Azione ha presentato un’interrogazione parlamentare alla Camera dei Deputati per sollecitare l’intervento del Governo sul degrado di Ponte Chiasso.
L’iniziativa, promossa dal deputato e Segretario Regionale Fabrizio Benzoni, è rivolta direttamente al Ministro dell’Economia e delle Finanze e al Ministro dell’Interno.
Al centro dell’atto ispettivo c’è il parcheggio situato tra via Baragiola e via Ceresola, a ridosso della dogana. L’infrastruttura, di proprietà dell’Agenzia delle Dogane e dei Monopoli, versa da anni in uno stato di totale abbandono, recintata da transenne per motivi di sicurezza e sottratta all’uso pubblico.

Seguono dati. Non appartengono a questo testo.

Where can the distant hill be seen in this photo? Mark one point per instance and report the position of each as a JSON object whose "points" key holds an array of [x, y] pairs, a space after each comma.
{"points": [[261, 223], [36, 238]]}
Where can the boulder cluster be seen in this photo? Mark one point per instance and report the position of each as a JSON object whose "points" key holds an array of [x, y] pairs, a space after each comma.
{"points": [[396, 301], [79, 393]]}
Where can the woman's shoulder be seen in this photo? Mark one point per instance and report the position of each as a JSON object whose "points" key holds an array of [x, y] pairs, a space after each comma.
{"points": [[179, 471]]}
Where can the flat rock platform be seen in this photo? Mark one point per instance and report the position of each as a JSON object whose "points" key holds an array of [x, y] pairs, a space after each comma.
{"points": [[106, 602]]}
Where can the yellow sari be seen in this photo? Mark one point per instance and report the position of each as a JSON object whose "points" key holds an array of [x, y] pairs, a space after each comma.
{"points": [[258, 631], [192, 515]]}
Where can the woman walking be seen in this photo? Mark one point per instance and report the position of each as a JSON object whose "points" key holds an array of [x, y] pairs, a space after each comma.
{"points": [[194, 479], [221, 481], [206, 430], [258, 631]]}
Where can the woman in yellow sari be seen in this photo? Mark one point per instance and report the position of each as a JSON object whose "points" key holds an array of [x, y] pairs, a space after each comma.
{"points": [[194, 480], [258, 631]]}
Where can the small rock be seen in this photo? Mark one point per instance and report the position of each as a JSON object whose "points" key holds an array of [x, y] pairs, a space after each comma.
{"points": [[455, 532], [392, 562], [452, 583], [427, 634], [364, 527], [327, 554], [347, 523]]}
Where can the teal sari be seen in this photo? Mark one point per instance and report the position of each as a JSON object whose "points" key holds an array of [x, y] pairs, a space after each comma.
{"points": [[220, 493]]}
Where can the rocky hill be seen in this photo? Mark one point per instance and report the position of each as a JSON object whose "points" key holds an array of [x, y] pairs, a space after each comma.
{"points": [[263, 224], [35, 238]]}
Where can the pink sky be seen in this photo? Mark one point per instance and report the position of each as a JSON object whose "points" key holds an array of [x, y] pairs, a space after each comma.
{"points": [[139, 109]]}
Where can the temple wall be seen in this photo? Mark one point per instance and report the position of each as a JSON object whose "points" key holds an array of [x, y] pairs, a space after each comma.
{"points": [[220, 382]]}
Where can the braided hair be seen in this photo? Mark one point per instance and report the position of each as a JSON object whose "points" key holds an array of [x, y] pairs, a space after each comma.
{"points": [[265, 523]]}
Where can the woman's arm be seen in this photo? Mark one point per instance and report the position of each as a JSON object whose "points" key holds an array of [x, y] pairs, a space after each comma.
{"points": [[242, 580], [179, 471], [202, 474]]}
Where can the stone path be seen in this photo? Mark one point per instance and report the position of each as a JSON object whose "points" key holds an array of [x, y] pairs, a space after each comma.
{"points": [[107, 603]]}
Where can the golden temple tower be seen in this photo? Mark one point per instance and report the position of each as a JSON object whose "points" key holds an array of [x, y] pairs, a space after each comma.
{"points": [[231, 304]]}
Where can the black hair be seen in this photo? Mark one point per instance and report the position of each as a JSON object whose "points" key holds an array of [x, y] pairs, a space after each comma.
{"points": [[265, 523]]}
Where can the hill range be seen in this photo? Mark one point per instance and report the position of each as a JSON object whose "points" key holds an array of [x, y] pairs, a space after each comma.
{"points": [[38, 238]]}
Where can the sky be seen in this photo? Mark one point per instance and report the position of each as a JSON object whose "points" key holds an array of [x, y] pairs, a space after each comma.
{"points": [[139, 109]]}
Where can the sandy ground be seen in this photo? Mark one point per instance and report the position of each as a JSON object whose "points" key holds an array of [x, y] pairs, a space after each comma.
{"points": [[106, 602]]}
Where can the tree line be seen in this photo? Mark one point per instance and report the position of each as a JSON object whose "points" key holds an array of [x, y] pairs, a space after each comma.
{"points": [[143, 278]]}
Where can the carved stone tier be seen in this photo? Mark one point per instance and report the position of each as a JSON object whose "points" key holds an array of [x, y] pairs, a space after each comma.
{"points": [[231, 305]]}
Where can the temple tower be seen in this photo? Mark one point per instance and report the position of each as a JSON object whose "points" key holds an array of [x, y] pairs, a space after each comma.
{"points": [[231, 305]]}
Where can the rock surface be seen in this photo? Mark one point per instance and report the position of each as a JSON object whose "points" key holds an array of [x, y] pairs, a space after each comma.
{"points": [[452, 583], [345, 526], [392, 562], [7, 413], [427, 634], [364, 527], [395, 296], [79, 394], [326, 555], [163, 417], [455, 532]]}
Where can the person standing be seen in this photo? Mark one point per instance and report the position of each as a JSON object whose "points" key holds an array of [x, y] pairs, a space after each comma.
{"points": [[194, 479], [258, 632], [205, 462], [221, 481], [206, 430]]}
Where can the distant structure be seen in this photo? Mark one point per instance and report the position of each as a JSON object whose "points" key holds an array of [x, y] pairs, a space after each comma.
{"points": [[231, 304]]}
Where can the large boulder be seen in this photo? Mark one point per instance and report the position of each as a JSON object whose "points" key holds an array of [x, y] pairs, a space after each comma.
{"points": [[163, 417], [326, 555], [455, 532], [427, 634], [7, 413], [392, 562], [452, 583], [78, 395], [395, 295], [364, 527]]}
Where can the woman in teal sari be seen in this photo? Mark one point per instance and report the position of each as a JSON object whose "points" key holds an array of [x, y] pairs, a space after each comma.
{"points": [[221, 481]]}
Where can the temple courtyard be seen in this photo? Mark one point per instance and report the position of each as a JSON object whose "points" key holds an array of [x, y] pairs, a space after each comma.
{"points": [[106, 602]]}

Chiare le dichiarazioni di Fabrizio Benzoni (Segretario Regionale e vicecapogruppo alla Camera). “La questione dell’autosilo di Ponte Chiasso non riguarda soltanto un parcheggio, ma il modo in cui le istituzioni utilizzano le risorse pubbliche. Tenere chiusa e inutilizzata per anni un’infrastruttura di proprietà dello Stato significa sottrarre opportunità a un territorio che ha bisogno di investimenti e servizi. Chiediamo al Governo un impegno preciso: individuare una soluzione e dare finalmente una prospettiva a un’area che non può restare indefinitamente in stato di abbandono”.

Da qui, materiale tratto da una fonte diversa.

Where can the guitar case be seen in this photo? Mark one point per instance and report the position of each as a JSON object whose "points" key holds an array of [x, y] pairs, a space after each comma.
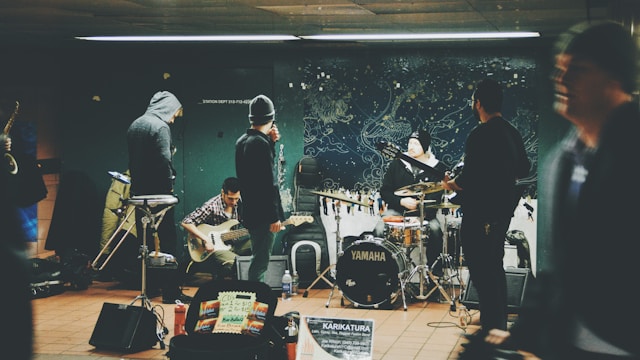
{"points": [[307, 178]]}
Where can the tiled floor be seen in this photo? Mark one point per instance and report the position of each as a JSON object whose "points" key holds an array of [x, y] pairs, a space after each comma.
{"points": [[63, 324]]}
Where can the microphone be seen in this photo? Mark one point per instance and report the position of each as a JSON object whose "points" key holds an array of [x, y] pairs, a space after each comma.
{"points": [[120, 177]]}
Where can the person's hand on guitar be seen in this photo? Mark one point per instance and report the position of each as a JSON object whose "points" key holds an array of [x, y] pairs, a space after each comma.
{"points": [[277, 226], [6, 140]]}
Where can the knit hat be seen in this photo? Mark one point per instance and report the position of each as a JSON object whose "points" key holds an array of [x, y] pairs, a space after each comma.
{"points": [[608, 45], [261, 110], [423, 137]]}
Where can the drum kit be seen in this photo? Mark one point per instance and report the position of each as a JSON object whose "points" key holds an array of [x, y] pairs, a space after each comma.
{"points": [[371, 272], [154, 207]]}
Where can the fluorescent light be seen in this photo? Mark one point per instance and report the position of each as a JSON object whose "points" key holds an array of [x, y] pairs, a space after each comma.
{"points": [[255, 38], [425, 36], [336, 37]]}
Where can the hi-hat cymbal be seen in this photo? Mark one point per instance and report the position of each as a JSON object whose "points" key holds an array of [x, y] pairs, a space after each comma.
{"points": [[339, 196], [419, 189], [444, 205]]}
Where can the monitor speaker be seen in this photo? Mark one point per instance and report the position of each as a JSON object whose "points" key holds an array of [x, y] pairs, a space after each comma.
{"points": [[517, 280], [126, 328], [277, 265]]}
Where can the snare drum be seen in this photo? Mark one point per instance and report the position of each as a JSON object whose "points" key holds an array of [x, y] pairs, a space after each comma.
{"points": [[369, 271], [405, 232]]}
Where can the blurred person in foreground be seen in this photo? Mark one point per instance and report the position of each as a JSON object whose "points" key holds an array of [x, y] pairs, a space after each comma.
{"points": [[573, 312], [494, 159], [15, 264]]}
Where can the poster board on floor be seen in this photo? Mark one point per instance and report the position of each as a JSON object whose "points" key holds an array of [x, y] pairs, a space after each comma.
{"points": [[323, 338]]}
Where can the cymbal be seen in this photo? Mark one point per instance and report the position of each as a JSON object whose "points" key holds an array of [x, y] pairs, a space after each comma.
{"points": [[339, 196], [419, 189], [444, 205]]}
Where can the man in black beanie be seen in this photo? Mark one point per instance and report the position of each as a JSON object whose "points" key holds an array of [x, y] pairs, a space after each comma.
{"points": [[255, 168], [565, 316]]}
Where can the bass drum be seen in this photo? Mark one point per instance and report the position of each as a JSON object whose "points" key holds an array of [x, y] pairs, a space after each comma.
{"points": [[369, 271]]}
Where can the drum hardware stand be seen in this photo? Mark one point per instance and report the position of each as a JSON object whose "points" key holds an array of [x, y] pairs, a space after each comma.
{"points": [[448, 270], [423, 267], [119, 213], [331, 267], [148, 219], [123, 210]]}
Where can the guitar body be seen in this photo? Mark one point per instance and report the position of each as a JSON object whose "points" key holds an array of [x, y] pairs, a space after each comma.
{"points": [[222, 234], [197, 248]]}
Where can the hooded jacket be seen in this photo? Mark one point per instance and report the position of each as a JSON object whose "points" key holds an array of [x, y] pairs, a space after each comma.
{"points": [[149, 143]]}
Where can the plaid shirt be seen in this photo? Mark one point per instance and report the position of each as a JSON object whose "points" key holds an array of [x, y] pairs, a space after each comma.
{"points": [[211, 212]]}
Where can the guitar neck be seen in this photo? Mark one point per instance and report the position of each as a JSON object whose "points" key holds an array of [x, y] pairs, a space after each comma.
{"points": [[12, 118]]}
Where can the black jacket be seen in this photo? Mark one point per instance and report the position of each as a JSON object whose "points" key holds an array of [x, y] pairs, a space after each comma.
{"points": [[255, 168]]}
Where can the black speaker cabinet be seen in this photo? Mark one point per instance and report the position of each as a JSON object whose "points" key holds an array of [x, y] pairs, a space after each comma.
{"points": [[277, 265], [517, 279], [126, 328]]}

A fargli eco è Ettore Zanotti (Direttivo Provinciale Azione Como). “Ponte Chiasso è un quartiere di confine diventato negli anni una realtà ‘dormitorio’, con tutte le negatività che ne conseguono. Il recupero dell’autosilo è il primo tassello per la riqualificazione urbanistica necessaria a far tornare il quartiere un luogo vivibile e vissuto. Servono interventi sulla viabilità, nuovi giardini, spazi pubblici di socialità e servizi essenziali per ridare vita all’area”.

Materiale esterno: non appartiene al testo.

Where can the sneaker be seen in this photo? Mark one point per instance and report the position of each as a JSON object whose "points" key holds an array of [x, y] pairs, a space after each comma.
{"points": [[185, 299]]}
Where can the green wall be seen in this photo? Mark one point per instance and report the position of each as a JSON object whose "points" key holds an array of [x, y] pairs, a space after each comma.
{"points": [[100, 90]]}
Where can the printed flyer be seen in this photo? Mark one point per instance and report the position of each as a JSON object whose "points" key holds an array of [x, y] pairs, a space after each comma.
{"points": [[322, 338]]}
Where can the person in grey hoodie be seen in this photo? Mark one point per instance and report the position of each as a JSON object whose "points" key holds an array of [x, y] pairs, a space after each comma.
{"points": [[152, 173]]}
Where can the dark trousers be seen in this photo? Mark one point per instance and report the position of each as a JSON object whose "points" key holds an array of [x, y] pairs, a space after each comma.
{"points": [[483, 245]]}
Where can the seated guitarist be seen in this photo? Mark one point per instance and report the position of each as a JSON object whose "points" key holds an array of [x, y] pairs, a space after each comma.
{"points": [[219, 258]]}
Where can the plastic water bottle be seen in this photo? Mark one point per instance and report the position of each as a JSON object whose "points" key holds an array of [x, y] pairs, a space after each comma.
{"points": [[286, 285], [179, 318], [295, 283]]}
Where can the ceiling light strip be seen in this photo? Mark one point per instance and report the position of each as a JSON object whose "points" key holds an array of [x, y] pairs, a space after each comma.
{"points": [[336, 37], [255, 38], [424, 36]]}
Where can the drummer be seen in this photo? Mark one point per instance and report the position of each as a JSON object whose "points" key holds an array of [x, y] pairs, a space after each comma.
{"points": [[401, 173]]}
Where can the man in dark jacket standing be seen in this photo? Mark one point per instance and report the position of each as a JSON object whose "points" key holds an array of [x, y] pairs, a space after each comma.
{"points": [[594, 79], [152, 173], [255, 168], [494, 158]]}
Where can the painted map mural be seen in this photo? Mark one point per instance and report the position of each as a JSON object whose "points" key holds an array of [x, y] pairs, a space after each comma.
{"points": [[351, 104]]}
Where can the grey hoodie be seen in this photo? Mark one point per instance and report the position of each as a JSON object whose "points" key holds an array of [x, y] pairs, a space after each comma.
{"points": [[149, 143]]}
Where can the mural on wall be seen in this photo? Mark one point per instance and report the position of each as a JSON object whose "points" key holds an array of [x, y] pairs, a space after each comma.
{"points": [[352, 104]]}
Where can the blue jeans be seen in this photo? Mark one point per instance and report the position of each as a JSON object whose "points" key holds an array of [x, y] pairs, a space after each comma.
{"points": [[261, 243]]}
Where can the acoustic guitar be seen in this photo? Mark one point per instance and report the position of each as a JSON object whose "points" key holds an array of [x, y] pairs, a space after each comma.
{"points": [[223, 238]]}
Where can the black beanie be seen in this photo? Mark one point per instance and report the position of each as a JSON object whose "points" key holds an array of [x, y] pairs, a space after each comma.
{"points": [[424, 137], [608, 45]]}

“Il quartiere soffre da tempo di un significativo degrado urbanistico, sociale e ambientale che compromette la qualità della vita dei residenti e il decoro dell’intera area. Questa interrogazione è solo una parte del nostro impegno: per dare ai cittadini un luogo bello, pulito e riqualificato serve la sinergia di tutte le istituzioni”, dice Carlo Bordoni (Responsabile Organizzazione Azione Como).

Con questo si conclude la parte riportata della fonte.